Les Arts Florissants depuis leur création en 1979 ont relativement peu interprété la musique du Cantor de Leipzig, se consacrant plus intensément entre autres à la musique française au sein d’une activité particulièrement débordante et toujours fructueuse. Paul Agnew, ténor et chef d’orchestre, devenu codirecteur musical de l’Ensemble depuis 2019, explore désormais avec assiduité les Cantates de Bach, notamment au Festival d’Ambronay. Pour cette version de la Passion selon Saint Jean, il cumule la partie vocale de l’Evangéliste -qu’il a régulièrement interprété au concert- tout en se chargeant de la direction de l’orchestre et des chœurs. C’est la première fois que Les Arts Florissants donnent la Passion sous cette forme avec un effectif réduit : 18 musiciens et des chœurs à trois ou quatre, auxquels peuvent se joindre les solistes. Il en résulte une sobriété réelle, une intimité poétique qui, loin de desservir la grandeur de l’œuvre, lui confère de nouvelles perspectives dramatiques.

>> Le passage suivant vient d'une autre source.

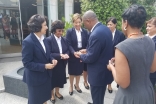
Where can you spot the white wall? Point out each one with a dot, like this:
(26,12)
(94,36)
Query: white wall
(69,6)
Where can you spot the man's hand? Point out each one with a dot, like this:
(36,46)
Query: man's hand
(64,56)
(54,62)
(84,51)
(49,66)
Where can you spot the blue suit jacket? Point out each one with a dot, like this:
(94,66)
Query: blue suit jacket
(153,75)
(99,52)
(34,59)
(72,39)
(119,37)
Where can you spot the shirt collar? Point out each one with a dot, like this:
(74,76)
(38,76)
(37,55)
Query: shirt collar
(94,27)
(40,39)
(152,36)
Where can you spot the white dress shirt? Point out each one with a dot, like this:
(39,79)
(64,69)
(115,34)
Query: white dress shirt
(41,41)
(58,40)
(79,39)
(94,26)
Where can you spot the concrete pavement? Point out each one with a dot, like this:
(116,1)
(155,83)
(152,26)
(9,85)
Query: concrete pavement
(10,64)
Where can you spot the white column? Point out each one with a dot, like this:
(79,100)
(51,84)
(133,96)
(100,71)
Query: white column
(52,11)
(40,7)
(69,6)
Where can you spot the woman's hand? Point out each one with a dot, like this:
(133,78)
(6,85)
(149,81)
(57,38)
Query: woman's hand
(83,51)
(76,54)
(54,62)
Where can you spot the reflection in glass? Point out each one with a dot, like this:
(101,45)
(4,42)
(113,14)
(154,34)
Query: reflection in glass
(61,9)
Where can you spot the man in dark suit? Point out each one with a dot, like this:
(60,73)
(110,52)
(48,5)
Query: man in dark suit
(98,52)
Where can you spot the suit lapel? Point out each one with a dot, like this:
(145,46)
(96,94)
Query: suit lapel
(47,48)
(75,36)
(38,44)
(55,43)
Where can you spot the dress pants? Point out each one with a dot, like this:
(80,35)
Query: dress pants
(98,93)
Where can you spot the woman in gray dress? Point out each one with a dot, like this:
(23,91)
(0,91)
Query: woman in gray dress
(134,59)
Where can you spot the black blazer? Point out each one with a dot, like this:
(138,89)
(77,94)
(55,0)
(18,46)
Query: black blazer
(34,59)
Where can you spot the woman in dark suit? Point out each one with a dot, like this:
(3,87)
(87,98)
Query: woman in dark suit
(37,61)
(59,50)
(77,38)
(117,37)
(151,31)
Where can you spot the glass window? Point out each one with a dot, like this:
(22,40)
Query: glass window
(10,32)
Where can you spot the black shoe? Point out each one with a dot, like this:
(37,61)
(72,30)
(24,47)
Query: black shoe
(53,101)
(78,90)
(110,91)
(87,87)
(61,97)
(70,93)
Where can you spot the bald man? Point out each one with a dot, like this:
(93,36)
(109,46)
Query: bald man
(99,51)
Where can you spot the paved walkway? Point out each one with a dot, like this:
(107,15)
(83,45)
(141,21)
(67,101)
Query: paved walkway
(76,98)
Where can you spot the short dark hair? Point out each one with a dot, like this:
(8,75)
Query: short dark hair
(112,19)
(58,24)
(35,23)
(135,15)
(152,21)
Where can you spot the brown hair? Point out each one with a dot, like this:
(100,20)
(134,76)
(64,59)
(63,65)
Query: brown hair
(76,16)
(152,21)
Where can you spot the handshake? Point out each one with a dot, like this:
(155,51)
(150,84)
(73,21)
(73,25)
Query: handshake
(64,56)
(80,52)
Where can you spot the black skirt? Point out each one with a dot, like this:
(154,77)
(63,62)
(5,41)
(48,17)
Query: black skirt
(39,94)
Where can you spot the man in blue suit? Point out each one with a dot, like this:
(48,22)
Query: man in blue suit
(98,52)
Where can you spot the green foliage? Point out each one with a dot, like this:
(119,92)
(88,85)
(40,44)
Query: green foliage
(105,9)
(114,8)
(67,25)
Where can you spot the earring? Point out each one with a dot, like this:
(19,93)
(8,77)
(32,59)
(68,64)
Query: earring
(124,28)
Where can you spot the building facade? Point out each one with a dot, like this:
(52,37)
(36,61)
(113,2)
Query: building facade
(14,15)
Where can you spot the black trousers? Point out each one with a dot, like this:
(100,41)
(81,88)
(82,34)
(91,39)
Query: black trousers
(98,93)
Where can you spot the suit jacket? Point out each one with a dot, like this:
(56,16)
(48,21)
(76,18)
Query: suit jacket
(153,75)
(99,52)
(54,49)
(34,59)
(119,37)
(72,39)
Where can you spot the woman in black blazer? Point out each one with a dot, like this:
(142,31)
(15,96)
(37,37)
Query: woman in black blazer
(77,39)
(117,37)
(59,50)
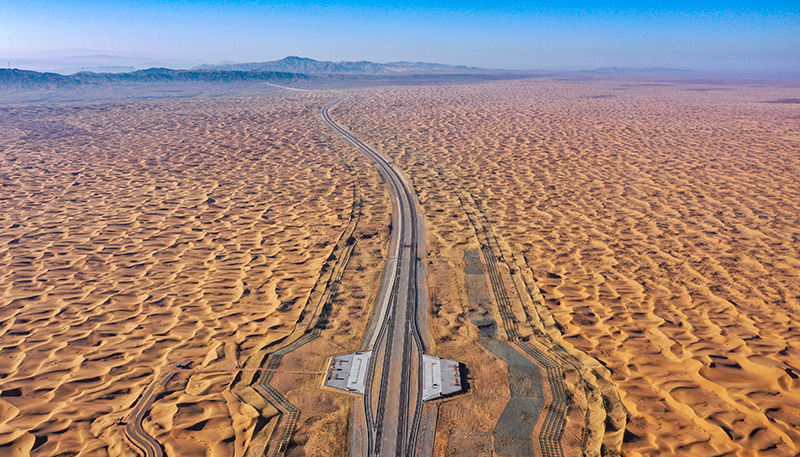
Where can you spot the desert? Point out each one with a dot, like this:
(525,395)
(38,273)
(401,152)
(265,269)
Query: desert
(658,220)
(614,261)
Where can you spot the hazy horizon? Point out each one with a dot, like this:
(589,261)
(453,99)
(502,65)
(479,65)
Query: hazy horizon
(559,36)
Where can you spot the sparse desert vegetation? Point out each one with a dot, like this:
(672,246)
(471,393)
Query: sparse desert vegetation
(659,220)
(135,236)
(655,221)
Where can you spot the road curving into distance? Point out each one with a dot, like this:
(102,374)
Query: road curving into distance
(393,399)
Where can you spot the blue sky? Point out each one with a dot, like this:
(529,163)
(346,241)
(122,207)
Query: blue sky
(547,35)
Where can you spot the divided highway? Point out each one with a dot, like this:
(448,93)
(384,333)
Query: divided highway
(393,398)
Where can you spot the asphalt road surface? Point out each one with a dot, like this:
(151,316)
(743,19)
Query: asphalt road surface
(393,399)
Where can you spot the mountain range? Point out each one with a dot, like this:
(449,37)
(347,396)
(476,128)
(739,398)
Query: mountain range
(294,64)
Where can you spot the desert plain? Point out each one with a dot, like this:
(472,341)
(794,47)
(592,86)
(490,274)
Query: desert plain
(650,228)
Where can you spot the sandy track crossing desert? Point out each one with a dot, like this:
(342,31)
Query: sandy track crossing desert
(134,236)
(659,220)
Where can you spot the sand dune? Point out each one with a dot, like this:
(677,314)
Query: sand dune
(134,236)
(659,222)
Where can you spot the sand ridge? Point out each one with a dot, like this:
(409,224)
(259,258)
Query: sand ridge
(660,225)
(134,236)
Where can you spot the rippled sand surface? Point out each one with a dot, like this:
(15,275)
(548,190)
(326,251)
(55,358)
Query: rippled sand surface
(661,221)
(134,236)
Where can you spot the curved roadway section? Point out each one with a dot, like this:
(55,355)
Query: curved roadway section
(393,399)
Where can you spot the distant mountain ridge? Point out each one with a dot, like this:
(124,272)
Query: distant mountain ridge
(295,64)
(27,78)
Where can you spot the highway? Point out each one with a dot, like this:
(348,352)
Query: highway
(393,398)
(133,425)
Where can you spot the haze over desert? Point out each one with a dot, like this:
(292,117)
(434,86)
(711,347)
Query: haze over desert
(414,229)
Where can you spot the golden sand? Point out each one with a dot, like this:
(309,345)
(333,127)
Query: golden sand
(134,236)
(660,222)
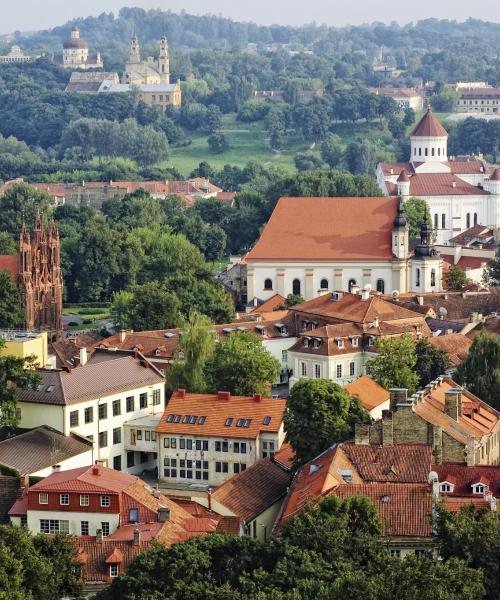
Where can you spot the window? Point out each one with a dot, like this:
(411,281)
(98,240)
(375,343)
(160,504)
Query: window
(117,435)
(102,411)
(73,418)
(117,408)
(89,414)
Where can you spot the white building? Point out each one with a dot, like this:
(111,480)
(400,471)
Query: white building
(94,400)
(459,192)
(314,245)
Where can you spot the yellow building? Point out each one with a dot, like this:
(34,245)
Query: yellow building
(23,344)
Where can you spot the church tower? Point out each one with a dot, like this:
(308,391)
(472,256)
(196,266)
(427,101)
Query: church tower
(164,61)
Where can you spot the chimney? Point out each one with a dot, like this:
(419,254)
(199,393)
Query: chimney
(137,537)
(163,514)
(453,403)
(83,356)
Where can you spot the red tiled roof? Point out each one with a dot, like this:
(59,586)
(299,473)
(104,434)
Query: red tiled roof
(329,229)
(216,412)
(429,126)
(254,490)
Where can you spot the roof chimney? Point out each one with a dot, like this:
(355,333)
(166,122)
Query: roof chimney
(83,356)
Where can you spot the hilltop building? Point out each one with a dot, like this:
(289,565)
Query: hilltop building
(459,192)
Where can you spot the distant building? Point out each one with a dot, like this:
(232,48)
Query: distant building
(76,54)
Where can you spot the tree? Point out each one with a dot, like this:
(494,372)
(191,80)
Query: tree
(455,278)
(480,371)
(11,312)
(15,373)
(416,211)
(431,362)
(394,365)
(323,407)
(196,348)
(242,366)
(218,143)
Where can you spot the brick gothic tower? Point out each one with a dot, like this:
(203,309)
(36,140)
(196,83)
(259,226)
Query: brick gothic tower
(40,277)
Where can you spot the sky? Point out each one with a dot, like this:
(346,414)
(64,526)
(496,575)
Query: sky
(42,14)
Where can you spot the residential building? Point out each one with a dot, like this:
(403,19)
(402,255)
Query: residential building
(40,451)
(204,439)
(314,245)
(459,426)
(459,191)
(94,399)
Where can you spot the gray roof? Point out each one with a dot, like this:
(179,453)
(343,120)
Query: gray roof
(39,449)
(105,373)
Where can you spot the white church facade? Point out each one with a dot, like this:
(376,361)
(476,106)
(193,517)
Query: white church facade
(459,193)
(311,246)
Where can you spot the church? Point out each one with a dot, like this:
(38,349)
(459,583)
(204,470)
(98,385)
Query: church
(37,269)
(311,246)
(459,192)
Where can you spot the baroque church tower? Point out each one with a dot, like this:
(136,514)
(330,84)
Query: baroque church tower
(40,276)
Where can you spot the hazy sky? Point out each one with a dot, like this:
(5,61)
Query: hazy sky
(42,14)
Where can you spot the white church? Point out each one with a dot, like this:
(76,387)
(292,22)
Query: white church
(459,192)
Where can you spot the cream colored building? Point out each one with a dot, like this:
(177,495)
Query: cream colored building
(95,399)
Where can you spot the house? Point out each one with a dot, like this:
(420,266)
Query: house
(40,451)
(459,426)
(372,396)
(459,192)
(311,246)
(204,439)
(94,399)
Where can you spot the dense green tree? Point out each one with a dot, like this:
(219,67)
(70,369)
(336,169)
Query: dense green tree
(395,362)
(11,311)
(321,406)
(242,366)
(431,362)
(480,371)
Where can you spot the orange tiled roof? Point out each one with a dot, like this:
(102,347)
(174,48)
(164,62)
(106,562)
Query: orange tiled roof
(369,392)
(329,229)
(217,409)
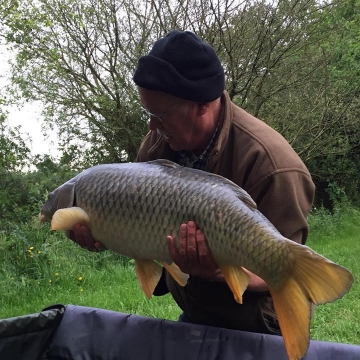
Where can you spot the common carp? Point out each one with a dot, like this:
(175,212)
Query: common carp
(132,207)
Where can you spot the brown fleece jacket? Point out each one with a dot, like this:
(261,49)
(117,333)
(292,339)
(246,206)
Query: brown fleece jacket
(262,162)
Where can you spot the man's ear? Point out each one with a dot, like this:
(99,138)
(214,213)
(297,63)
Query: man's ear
(203,108)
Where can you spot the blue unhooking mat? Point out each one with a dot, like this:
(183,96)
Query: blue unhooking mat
(82,333)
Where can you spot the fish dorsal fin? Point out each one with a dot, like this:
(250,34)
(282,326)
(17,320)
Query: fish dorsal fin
(164,162)
(240,192)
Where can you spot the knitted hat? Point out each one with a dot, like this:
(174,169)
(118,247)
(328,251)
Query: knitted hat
(183,65)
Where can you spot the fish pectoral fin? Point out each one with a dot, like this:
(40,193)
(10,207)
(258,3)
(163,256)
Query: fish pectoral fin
(237,279)
(65,219)
(148,273)
(180,277)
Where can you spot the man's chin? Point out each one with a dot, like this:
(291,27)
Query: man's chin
(173,144)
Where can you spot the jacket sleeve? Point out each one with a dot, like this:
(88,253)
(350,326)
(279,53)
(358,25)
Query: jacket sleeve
(285,198)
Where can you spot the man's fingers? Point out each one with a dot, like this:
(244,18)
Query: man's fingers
(183,242)
(173,250)
(204,254)
(192,250)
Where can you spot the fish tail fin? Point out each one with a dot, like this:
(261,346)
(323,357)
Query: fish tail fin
(312,279)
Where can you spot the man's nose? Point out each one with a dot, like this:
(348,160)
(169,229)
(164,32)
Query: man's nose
(154,123)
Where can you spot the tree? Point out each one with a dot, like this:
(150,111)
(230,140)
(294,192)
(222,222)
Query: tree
(78,58)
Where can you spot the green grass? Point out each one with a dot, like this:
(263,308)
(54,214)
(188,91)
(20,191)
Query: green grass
(40,268)
(338,238)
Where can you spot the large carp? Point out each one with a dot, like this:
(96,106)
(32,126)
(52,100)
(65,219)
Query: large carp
(132,207)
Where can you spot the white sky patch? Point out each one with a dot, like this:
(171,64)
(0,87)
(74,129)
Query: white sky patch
(28,116)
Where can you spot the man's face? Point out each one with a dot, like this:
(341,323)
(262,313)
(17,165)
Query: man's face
(172,117)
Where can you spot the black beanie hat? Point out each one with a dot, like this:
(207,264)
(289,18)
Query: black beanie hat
(183,65)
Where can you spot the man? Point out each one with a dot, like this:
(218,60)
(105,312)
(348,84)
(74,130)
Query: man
(194,123)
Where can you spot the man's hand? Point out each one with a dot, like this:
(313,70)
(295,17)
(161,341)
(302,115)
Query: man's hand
(193,255)
(81,234)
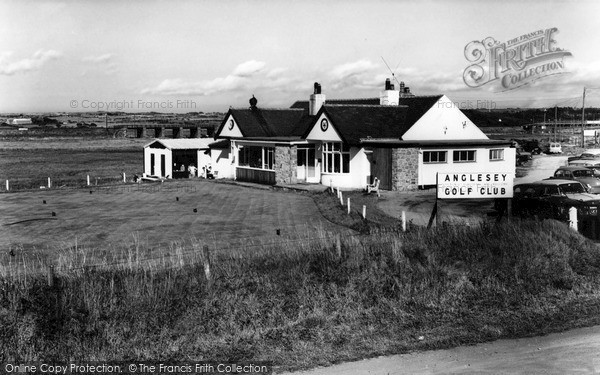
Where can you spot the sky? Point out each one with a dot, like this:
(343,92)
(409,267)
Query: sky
(190,56)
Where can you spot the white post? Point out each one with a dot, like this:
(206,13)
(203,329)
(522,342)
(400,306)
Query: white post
(573,218)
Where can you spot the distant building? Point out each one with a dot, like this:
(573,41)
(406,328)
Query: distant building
(170,158)
(20,121)
(402,139)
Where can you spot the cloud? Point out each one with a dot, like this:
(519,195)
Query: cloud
(248,68)
(248,76)
(358,74)
(35,62)
(98,59)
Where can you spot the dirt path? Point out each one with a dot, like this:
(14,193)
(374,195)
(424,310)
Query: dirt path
(571,352)
(542,166)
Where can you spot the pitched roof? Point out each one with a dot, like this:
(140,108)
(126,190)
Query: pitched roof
(259,122)
(303,104)
(183,143)
(418,106)
(355,122)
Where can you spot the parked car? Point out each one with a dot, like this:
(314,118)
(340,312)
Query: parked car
(579,173)
(592,153)
(552,199)
(522,156)
(554,148)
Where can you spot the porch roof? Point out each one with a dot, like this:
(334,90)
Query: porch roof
(398,143)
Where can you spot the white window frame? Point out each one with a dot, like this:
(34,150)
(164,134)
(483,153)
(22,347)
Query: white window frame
(438,153)
(496,150)
(338,154)
(465,160)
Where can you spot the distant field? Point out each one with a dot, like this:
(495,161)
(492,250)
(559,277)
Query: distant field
(28,163)
(151,217)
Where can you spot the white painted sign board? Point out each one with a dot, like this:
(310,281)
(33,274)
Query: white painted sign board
(475,185)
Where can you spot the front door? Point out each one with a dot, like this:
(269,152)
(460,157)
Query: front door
(305,169)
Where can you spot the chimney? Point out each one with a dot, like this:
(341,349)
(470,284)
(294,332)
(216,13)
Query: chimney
(316,100)
(389,96)
(253,101)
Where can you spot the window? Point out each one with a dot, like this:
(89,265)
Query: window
(464,155)
(336,158)
(256,157)
(496,154)
(434,156)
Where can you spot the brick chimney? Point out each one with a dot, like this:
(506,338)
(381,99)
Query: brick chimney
(316,100)
(389,96)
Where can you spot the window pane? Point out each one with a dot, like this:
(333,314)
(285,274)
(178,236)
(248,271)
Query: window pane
(346,163)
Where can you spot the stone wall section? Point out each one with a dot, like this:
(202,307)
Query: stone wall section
(285,164)
(405,169)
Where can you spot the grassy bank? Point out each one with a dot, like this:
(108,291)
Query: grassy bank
(306,303)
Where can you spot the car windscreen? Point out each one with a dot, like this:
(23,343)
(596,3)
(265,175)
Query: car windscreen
(572,188)
(583,173)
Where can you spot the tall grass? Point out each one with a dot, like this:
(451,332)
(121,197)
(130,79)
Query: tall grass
(303,303)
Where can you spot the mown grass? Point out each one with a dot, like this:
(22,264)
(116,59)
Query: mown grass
(304,303)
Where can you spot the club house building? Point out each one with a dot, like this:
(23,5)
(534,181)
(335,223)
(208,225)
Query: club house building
(402,139)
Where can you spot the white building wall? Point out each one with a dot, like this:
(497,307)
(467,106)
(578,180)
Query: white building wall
(427,172)
(443,122)
(360,171)
(231,128)
(222,163)
(157,162)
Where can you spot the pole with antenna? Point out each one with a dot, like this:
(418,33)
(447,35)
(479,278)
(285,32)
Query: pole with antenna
(583,120)
(392,71)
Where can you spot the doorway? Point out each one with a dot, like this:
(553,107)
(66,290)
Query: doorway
(305,167)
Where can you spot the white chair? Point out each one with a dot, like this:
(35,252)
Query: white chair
(374,187)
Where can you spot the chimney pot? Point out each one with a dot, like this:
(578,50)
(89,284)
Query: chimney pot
(253,101)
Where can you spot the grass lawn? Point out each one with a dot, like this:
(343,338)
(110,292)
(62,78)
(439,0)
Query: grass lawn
(152,217)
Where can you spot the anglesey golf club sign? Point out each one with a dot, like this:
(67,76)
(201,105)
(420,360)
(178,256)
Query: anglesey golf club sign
(475,185)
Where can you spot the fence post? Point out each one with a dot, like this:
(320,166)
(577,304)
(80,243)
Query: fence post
(573,218)
(206,261)
(50,276)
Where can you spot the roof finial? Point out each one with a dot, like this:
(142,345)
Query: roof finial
(253,102)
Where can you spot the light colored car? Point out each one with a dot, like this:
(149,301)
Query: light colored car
(555,148)
(582,174)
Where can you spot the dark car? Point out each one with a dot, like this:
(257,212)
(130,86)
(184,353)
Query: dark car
(522,156)
(552,199)
(582,174)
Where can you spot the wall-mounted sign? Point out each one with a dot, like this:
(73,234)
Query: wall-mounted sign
(469,185)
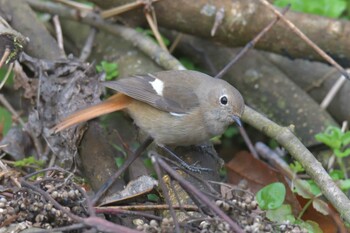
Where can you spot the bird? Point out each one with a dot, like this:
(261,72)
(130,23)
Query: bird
(175,108)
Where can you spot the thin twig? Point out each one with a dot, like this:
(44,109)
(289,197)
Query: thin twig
(175,42)
(120,9)
(86,51)
(155,31)
(4,57)
(9,107)
(58,29)
(250,45)
(196,192)
(248,142)
(146,45)
(125,165)
(219,17)
(298,151)
(124,8)
(307,40)
(7,75)
(165,193)
(333,91)
(76,5)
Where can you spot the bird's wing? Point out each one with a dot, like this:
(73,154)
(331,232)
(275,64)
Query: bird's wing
(166,95)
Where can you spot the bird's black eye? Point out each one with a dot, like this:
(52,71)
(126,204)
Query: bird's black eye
(223,100)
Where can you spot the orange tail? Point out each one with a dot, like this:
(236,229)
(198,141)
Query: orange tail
(114,103)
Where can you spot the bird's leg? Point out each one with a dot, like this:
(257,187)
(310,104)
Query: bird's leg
(191,168)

Paul Agnew parvient, sans jamais tirer la couverture à lui bien au contraire, à incarner un Evangéliste promu chef d’orchestre dans une continuité musicale qui dès lors s’affirme naturelle, profondément ressentie et partagée envers tous les protagonistes présents. La voix demeure lumineuse, comme affermie par les ans. Chacune de ses interventions, sans pathos, sans accentuation inutile, va à l’essentiel et accompagne l’auditeur dans ce voyage marqué du sceau de la douloureuse Passion du Christ au travers de la vision de Saint Jean. Les solistes et les chœurs si importants ici, parlent d’une même langue sous la direction de Paul Agnew, celle de la sincérité expressive.
La basse Cyril Costanzo, presque fragile d’allure, donne grandeur et simplicité au rôle de Christ, au-delà d’un aigu un peu rétif. Remplaçant Renato Dolcini souffrant, le baryton-basse André Morsch confère à Pilate un relief imposant de sa voix aux larges contours et très affirmée. Le contre-ténor britannique à la carrière déjà longue Iestyn Davies enchante par sa musicalité et la ductilité de sa voix porteuse d’une juste émotion. Le ténor Nicholas Scott, spécialiste de la musique ancienne et baroque, complète avec talent et une pleine adéquation le plateau masculin.
La soprano écossaise Rachel Redmond, lauréate du Jardin des Voix de William Christie en 2011, enchante pour sa part lors de ses deux interventions principales. La voix s’élève avec aisance et un sens aigu des nuances et des ornementations. Elle apporte le rayon de soleil indispensable au sein d’un ouvrage sombre et puissamment religieux.
Paul Agnew annonce au sein du programme de salle que Les Arts Florissants vont bientôt entamer un « grand projet Bach », apportant ainsi une nouvelle pierre à l’édifice de leur vaste parcours musical. Cette Passion selon Saint Jean en constitue une première pierre sur laquelle bâtir cet édifice artistique.